1. A method for extracting visemes from a speech signal, comprising: receiving successive frames of digitized analog speech information obtained from the speech signal at a fixed rate; filtering each of the successive frames of digitized analog speech information to synchronously generate time domain frame classification vectors at the fixed rate, wherein each of the time domain frame classification vectors is derived from one of the successive frames of digitized analog speech information; and analyzing each of the time domain classification vectors to synchronously generate a set of visemes corresponding to each of the successive frames of digitized speech information at the fixed rate.

2. The method for extracting visemes from a speech signal according to claim 1 , wherein in the step of analyzing, each set of visemes is generated with a latency less than 100 milliseconds with reference to a successive frame of digitized analog speech information with which the set of visemes corresponds.

3. The method for extracting visemes from a speech signal according to claim 1 , wherein each set of visemes includes a subset of visemes identifiers and a one to one corresponding subset of confidence numbers.

4. The method for extracting visemes from a speech signal according to claim 1 , wherein the set of visemes consists of an identity of one most likely viseme.

5. The method for extracting visemes from a speech signal according to claim 1 , wherein the step of filtering comprises: converting each of the successive frames of digitized analog speech information to a spectral domain vector using N multi-taper discrete prolate spheroid sequence basis (MTDPSSB) functions that are factors of a Fredholm integral of the first kind; and converting each spectral domain vector to one of the time domain frame classification vectors using Inverse Discrete Cosine Transformation, wherein N is a positive integer.

6. The method for extracting visemes from a speech signal according to claim 1 , wherein the conversion of each of the successive frames of digitized analog speech information to a spectral domain vector further comprises scaling the summed FFT set of the successive frame of digitized analog speech information.

7. The method for extracting visemes from a speech signal according to claim 1 , wherein the step of analyzing comprises a spatial classification.

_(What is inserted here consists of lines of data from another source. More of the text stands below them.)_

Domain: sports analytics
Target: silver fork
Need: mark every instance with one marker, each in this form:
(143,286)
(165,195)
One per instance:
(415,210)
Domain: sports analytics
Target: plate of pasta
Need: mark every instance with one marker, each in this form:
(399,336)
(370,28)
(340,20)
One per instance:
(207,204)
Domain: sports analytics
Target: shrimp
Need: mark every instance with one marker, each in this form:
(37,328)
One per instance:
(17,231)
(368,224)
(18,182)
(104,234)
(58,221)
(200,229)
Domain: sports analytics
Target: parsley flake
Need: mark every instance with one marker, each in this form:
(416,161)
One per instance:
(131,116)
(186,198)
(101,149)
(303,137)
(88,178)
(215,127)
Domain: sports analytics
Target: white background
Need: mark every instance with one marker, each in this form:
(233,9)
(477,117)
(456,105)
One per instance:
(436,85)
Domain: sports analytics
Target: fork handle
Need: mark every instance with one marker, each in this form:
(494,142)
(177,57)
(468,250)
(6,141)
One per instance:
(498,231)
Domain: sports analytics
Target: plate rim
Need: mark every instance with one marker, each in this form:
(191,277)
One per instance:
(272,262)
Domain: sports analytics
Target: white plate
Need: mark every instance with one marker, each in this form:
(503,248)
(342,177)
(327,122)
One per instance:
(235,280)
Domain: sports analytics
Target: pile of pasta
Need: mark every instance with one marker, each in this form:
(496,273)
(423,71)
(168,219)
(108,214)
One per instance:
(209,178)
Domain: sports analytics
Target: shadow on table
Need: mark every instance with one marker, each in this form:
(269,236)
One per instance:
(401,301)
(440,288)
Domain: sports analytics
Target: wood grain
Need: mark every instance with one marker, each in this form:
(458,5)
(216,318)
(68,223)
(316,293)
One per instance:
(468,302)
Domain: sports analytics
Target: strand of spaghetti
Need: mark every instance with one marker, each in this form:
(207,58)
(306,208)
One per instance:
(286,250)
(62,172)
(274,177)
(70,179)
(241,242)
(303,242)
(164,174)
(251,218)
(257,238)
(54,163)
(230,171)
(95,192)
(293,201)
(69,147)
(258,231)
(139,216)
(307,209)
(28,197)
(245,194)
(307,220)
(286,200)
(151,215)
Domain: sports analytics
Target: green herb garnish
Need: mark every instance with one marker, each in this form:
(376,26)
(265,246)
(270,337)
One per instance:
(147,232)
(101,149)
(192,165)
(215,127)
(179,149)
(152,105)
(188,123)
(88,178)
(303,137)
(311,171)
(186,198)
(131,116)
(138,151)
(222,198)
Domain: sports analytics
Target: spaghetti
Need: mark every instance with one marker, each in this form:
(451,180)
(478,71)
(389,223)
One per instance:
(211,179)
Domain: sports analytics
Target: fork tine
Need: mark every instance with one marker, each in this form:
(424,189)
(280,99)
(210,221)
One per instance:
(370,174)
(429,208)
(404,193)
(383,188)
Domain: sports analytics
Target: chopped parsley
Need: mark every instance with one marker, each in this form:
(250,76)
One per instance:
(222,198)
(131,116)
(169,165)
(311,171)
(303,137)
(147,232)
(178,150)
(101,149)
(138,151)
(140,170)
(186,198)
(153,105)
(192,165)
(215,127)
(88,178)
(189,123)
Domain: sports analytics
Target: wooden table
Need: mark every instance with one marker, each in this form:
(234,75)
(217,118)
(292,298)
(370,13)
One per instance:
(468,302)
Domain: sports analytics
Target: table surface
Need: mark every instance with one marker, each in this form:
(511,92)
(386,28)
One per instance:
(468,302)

8. The method for extracting visemes from a speech signal according to claim 1 , wherein the step of analyzing is performed by one of a neural network and a fuzzy logic function.

9. A speech receiving device, comprising: at least one processor; at least one memory that stores programmed instructions that control the at least one processor to receive successive frames of digitized analog speech information from a speech signal at a fixed rate, filter each of the successive frames of digitized analog speech information to synchronously generate time domain frame classification vectors at the fixed rate, wherein each of the time domain frame classification vectors is derived from one of the successive frames of digitized analog speech information, and analyze each of the time domain classification vectors to synchronously generate a set of visemes corresponding to each of the successive frames of digitized speech information at the fixed rate; and a display that displays an avatar that is formed using the set of visemes.

10. An apparatus for extracting visemes from a speech signal, comprising: means for receiving successive frames of digitized analog speech information from the speech signal at a fixed rate, means for filtering each of the successive frames of digitized analog speech information to synchronously generate time domain frame classification vectors at the fixed rate, wherein each of the time domain frame classification vectors is derived from one of the successive frames of digitized analog speech information, and means for analyzing each of the time domain classification vectors to synchronously generate a set of visemes corresponding to each of the successive frames of digitized speech information at the fixed rate.